Depending on if your BCAA also contains stimulants (such as caffeine) you can take the BCAA anytime in order to balance levels and increase recovery.

What's the Best Time to Take BCAA?

The morning and intra-workout. When you wake up, your body has been in a fasting, starving for upwards of 6 hours - it needs nutrients to fight muscle breakdown.

We would recommend taking a protein shake each night before you sleep - the inclusion of L-Theanine may help you to have a deeper sleep and a better rest. The increased protein will stimulate recover while you sleep (when testosterone levels are peaked) and then supplement with a BCAA first thing in the morning to hydrate muscles and fight muscular breakdown.

Summary and Conclusion

Branched chain amino acids can be a very effective tool for improving your overall body composition and enabling for muscle growth - when supplemented correctly.

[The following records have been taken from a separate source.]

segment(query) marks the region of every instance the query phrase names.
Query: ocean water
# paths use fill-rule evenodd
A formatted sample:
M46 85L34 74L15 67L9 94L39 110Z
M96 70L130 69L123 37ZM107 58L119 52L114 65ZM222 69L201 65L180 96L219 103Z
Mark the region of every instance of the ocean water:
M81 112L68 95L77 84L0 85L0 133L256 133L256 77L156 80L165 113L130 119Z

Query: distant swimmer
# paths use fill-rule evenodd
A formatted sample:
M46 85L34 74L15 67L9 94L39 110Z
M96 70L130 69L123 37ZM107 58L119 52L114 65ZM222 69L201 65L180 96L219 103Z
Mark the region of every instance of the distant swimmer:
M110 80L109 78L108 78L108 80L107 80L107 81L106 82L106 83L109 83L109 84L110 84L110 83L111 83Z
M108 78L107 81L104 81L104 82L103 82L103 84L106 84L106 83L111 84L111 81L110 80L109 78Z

Understand that your body creates more than half the amino acids necessary to growth, and the other half you should be obtaining from a balanced diet - amino acids supplementation should be your way of ensuring optimal recovery.

Supplementing will ensure you have a regulated amount of a specific amino acid. Depending on your goal you may want to increase the amount of Leucine - to be highly anabolic during overload weeks, or increase the amount of glutamine - to delay muscle breakdown during a cut.

BCAA's have a host of benefits and have a proven track record for success. Supplementing with a BCAA formula is not only lower in calories than a protein shake, but they also metabolize much faster - going to work at repairing soft tissue and ensuring your growth and development as an athlete.

If you are looking for great supplements to help boost performance in the gym, increase vitality in the bedroom or even increase sleep look no further than amino acids.